The Navy’s new hovercraft will be ready to deploy and conduct missions in September as the service races to replace its aging landing craft fleet, according to a recent federal watchdog report.
Known as the ship-to-shore connector, the upgraded version of the service’s air-cushioned landing craft has struggled through four years of delays due to developmental testing and technical issues, most recently related to cracking propeller blades and premature gearbox wear, the Government Accountability Office said last week in its annual weapons system assessment.
However, further issues with those components are not expected and the hovercraft should complete its initial operating test and evaluation phase by the end of June, putting the craft on track to be mission ready by the fall, the GAO said.
Manufactured by Rhode Island-based Textron Inc., the new hovercraft is larger, faster and more efficient than its predecessor, which has been used since the early 1980s to ferry Marines and their equipment from amphibious ships to shore during combat or disaster-relief efforts. The older air-cushioned landing craft are reaching the end of their service life, with 68 having already been extended by a decade from 20 years to 30 years.
Program officials previously said initial operational capability — or when the new craft can deploy, conduct missions and be maintained by a unit — would be achieved when six of them were delivered to the fleet.
Nine new craft have been delivered to the Navy since the replacement program launched in 2009, including four in 2023. While it was the first time in the program’s history that four connector craft were delivered within 12 months, the GAO report stated several of the vessels took five years to complete and had “major production-quality issues.”
Two crafts delivered in 2023 had the lowest number of deficiencies the program has found in testing, though one had a “severe deficiency.”
“Specifically, weld repairs on the bottom of the hull failed during testing, allowing water to enter the hull, and additional weld defects were found after the acceptance trials,” the report read.
The program officials said the weld defects were corrected, and the Navy accepted the hovercraft in November 2023.
The Navy’s plan is to replace all 72 vessels of its hovercraft fleet. Of those, 24 crafts are under contract, including the nine that have been delivered.
The GAO report has noted delays in the program reaching operational status since 2020. Some hulls had issues with leaks in the propeller lubricating oil system, failure of the craft de-ice propulsor shroud, abrasions on the bow ramp cables, as well as propeller blade erosion and air leakage in the craft cushion vanes, which delayed testing and delivery. Those issues were corrected and did not impact the delivery of later hulls.
The report raised concerns about a stable production line due to a lack of funding.

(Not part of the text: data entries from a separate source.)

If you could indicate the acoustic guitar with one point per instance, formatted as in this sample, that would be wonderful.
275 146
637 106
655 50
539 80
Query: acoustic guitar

Originally, the program’s timeline outlined five hovercrafts would be procured each fiscal year. While the contractor demonstrated it could provide four craft per year, the service is slowing its procurement for fiscal years 2025-28, accepting just two crafts per year, according to the Navy’s fiscal 2024 budget estimate.
The decision to slow the procurement was attributed to the current level of planned funding for fiscal 2025 through 2028, according to the GAO.
“The program sees this lower level of craft procurement as a cost risk. It reported that to maintain the contractor’s production line and increase cost savings in procuring future [landing craft], it would need to increase the number of craft procured annually, but that it cannot do so at the current level of planned funding,” the report states.
The first reported program cost estimate in 2012 was $5.3 billion, with a unit cost of $73 million per vessel. As of 2023, according to the report, the program is expected to cost $6.5 billion and $90 million per vessel.
In the Navy’s fiscal 2025 budget, the service requested a $17,000 increase to its Amphibious Tactical Support Unit program to support the sustainment of aging landing craft beyond their expected service life, citing a delay in the delivery of new craft.